1. Is defendant indebted to plaintiff?

2. If so, how much?

Defendant's counsel assented, but plaintiff's counsel objected to any issue, and moved for judgment, because the answer admitted the cause of action, all the facts set up in complaint, and nonpayment of the debt, and that the facts stated in the answer did not constitute a defense in not setting out the necessary averments.

The court then offered to allow defendant to amend his answer. This the defendant declined to do. The court then gave judgment for plaintiff. Defendant excepted and appealed. The ruling of his Honor in the court below was based upon the decision of this Court in the case of Lunn v. Shermer, 93 N.C. 164.

(91) If the defendant had amended his answer upon the suggestion and offer of the court to allow him to do so, it would have removed all doubt and obviated the necessity of this appeal.

Under the present liberal statutory provision and practice in regard to amendments, this necessity ought not to have arisen, and it may be a question whether an appeal which could have been so easily obviated should not be dismissed for that cause. "When the allegations of a pleading are so indefinite or uncertain that the precise nature of the charge of defense is not apparent, the court may require the pleading to be made definite and certain by amendment," The Code, sec. 261, and his Honor would have been warranted in requiring it in this case, and removing all doubt.

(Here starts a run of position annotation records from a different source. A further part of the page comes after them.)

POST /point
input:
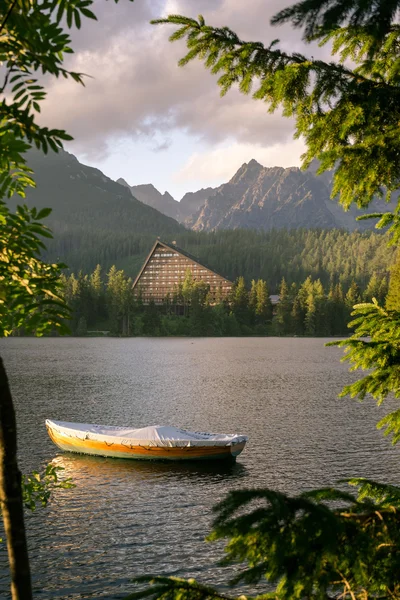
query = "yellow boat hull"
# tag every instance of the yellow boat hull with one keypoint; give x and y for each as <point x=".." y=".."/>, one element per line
<point x="116" y="450"/>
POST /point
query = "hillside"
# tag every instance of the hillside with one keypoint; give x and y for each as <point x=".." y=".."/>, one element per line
<point x="96" y="220"/>
<point x="82" y="196"/>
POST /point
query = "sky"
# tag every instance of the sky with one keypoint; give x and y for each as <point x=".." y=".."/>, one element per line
<point x="143" y="118"/>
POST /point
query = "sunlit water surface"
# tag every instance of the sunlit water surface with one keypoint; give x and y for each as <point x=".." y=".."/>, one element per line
<point x="126" y="518"/>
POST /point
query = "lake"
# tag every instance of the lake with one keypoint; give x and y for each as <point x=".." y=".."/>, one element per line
<point x="126" y="518"/>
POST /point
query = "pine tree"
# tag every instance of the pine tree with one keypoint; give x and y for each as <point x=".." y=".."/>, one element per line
<point x="328" y="543"/>
<point x="393" y="297"/>
<point x="263" y="307"/>
<point x="240" y="301"/>
<point x="284" y="309"/>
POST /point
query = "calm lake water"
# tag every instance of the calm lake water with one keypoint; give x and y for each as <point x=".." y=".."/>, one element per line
<point x="126" y="518"/>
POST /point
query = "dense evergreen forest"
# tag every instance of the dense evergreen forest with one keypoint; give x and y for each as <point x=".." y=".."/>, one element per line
<point x="102" y="302"/>
<point x="333" y="256"/>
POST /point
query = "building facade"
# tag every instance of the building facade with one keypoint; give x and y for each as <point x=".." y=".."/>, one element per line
<point x="165" y="269"/>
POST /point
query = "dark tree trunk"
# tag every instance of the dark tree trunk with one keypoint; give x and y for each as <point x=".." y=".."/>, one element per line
<point x="11" y="496"/>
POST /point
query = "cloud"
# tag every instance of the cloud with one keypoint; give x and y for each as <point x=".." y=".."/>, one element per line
<point x="137" y="90"/>
<point x="220" y="163"/>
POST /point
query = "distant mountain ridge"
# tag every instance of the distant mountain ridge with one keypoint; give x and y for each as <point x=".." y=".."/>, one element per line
<point x="268" y="198"/>
<point x="165" y="203"/>
<point x="83" y="196"/>
<point x="261" y="198"/>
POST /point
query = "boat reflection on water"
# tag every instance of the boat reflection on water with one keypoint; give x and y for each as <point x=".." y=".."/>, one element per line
<point x="92" y="470"/>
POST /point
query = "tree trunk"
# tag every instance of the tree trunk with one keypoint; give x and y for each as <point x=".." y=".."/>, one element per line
<point x="11" y="496"/>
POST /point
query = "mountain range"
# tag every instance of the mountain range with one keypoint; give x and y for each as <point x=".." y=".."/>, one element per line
<point x="260" y="198"/>
<point x="96" y="220"/>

Upon a careful examination of the authorities, and a review of the case of Lunn v. Shermer, we think the question presented by this case is unlike, and must be distinguished from that. That was an action for a deceit by false representations, and three things were held to be essential: First, that the representation was false; second, that the party making it knew it was false; and third, that it was the false representations that induced the contracting party to purchase.

In the present case, it is alleged in the answer by way of counterclaim, in substance and with sufficient clearness, that the plaintiff made representations in regard to the quality and value of the fertilizer which were not true, and that in consequence, instead of being worth $297.66, it was worth only $150, and he asks that judgment be entered against him for that amount only.

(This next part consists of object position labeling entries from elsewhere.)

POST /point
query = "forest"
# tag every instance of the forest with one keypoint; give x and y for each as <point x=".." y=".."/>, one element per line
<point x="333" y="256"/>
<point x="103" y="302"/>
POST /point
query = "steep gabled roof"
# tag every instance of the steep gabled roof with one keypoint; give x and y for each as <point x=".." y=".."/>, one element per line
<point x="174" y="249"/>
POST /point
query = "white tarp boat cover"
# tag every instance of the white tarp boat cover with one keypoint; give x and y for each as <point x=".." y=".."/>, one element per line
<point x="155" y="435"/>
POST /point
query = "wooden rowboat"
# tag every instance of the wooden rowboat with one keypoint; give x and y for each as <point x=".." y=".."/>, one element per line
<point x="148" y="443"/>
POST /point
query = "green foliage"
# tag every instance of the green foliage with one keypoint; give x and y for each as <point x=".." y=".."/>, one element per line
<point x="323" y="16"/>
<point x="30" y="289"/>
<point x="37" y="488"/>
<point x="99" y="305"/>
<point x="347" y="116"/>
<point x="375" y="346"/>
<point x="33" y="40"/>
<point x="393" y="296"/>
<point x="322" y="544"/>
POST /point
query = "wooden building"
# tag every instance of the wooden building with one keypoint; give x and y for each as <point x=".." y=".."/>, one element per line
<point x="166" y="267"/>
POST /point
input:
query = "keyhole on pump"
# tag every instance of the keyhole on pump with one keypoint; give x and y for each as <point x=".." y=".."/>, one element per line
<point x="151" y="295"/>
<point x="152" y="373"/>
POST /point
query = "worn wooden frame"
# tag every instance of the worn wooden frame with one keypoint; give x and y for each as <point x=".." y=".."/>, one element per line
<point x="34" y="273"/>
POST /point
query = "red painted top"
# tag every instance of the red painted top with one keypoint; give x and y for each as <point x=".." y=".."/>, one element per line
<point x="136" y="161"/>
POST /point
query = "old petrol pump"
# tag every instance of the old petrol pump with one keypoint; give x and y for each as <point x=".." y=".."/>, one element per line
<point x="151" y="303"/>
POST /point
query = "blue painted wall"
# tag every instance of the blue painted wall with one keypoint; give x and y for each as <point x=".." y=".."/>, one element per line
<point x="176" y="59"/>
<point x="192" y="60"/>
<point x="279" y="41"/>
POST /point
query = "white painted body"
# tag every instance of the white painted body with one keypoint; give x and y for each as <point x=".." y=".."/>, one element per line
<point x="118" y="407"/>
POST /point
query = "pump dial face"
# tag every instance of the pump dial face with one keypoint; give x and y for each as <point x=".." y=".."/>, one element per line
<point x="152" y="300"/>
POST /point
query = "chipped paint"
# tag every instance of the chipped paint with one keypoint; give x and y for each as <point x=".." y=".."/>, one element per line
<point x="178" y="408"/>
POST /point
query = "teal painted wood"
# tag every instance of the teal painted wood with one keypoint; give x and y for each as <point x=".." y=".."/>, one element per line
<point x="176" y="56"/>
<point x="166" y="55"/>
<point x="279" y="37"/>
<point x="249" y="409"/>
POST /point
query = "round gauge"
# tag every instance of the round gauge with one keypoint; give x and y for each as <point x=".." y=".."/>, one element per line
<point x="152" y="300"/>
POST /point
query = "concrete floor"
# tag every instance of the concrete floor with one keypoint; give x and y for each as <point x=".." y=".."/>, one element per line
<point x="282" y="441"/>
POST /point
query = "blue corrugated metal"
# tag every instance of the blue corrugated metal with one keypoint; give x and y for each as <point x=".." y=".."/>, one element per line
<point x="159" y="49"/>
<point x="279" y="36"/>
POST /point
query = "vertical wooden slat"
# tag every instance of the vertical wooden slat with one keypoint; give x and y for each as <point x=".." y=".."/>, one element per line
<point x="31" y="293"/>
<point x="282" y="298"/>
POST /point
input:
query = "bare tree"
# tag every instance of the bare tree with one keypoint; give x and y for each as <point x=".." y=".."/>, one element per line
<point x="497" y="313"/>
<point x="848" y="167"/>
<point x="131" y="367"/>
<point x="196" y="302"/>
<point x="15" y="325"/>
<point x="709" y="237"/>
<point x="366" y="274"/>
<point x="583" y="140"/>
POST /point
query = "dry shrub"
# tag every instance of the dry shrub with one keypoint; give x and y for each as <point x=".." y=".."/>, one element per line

This was stated with sufficient definiteness to constitute a defense, and the amount of damage sustained by the defendant because of the difference between the value of the fertilizer as represented and its real value, though informally stated, is yet set out with sufficient accuracy to (92) present fairly and unmistakably the defense relied on. Johnson v. Finch, 93 N.C. 205; McElwee v. Blackwell, 94 N.C. 261.

The case is more like that of Howie v. Rea, 70 N.C. 559, which was an action to recover the stipulated price of certain castings, in which the defendant was allowed to reduce the stipulated price by showing that the castings received were not such as were contracted for, and the position is clearly sustained by the authorities there cited.

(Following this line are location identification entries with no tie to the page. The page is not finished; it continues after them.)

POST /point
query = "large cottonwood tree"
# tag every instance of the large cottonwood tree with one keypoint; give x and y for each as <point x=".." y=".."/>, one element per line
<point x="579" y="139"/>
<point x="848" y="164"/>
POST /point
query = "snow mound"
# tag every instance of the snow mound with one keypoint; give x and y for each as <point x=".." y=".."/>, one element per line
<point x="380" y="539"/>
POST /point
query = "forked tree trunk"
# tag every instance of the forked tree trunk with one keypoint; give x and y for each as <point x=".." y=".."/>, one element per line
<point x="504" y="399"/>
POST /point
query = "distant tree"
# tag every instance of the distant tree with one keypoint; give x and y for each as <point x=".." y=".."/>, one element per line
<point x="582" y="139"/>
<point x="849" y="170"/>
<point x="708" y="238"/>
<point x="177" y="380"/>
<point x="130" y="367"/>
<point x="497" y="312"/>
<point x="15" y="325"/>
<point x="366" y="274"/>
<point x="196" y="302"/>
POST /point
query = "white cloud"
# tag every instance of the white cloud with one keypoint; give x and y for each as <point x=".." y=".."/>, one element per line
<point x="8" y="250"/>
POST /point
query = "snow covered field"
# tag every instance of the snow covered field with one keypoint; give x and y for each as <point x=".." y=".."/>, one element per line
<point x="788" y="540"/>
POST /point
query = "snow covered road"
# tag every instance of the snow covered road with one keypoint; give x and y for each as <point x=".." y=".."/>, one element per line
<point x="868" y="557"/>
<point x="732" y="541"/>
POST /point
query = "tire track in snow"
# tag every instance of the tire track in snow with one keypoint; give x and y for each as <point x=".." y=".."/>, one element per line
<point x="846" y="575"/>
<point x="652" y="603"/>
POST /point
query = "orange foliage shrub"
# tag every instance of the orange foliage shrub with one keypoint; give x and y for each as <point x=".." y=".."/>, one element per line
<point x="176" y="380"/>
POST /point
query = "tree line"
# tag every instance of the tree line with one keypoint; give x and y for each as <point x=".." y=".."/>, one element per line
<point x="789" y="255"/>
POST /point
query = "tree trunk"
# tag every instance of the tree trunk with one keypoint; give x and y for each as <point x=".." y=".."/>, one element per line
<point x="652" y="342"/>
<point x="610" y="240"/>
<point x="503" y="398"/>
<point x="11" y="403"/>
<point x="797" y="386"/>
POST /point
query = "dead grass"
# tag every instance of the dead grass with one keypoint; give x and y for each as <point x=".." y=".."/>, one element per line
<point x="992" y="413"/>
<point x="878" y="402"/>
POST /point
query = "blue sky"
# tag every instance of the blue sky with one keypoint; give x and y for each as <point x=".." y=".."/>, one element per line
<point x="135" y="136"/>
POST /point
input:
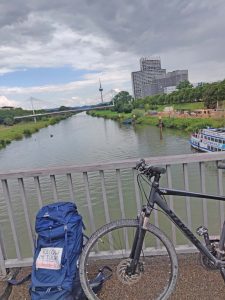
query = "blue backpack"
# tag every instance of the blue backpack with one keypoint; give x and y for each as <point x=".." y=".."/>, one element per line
<point x="55" y="273"/>
<point x="59" y="244"/>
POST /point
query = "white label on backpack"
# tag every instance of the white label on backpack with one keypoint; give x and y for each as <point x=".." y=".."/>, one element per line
<point x="49" y="258"/>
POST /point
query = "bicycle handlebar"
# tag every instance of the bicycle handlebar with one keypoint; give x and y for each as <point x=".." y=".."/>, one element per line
<point x="142" y="167"/>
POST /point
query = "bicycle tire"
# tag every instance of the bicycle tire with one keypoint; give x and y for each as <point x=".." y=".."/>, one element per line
<point x="124" y="225"/>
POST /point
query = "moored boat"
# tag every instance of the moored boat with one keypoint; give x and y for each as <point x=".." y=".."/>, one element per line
<point x="209" y="140"/>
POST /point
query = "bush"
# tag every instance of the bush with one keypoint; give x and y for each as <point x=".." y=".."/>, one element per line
<point x="27" y="132"/>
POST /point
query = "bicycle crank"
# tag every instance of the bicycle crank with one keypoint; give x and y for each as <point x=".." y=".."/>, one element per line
<point x="122" y="272"/>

In addition to this, the defendant had a right to have the question whether the force and effect of the affirmations of the plaintiff in regard to the quality of the fertilizer did not constitute a warranty of the quality. *101

If the vendor represents an article as possessing a value which upon proof it does not possess, he is liable as on a warranty, express or implied, although he may not have known such an affirmation to be false, if such representation was intended, not as a mere expression of opinion, but the positive assertion of a fact upon which the purchaser acts; and this is a question for the jury. Thompson v. Tate, 1 Murph., 97; Inge v. Bond, 3 Hawks, 101; Foggert v. Blackmuller, 4 Ired., 230; Bell v. Jeffrey, 13 Ired., 356; Henson v. King, 3 Jones, 419; Lewis v. Rountree, 78 N.C. 323;Baum v. Stevens, 2 Ired., 411.

We think there was error in not submitting to the jury the issue raised by the answer, and there must be a new trial.

Error. Reversed.

Cited: Martin v. Goode, 111 N.C. 290; Alpha Mills v. Engine Co.,116 N.C. 802; Finch v. Gregg, 126 N.C. 179; Wright v. Ins. Co.,138 N.C. 494; Beasley v. Surles, 140 N.C. 609; Wrenn v. Morgan,148 N.C. 104; Harris v. Cannady, 149 N.C. 82; Robertson v. Halton,156 N.C. 220; Hodges v. Smith, 158 N.C. 260; Tomlinson v. Morgan,166 N.C. 560; Kime v. Riddle, 174 N.C. 444; Swift v. Meekins,179 N.C. 174; Wiggins v. Motor Co., 188 N.C. 320.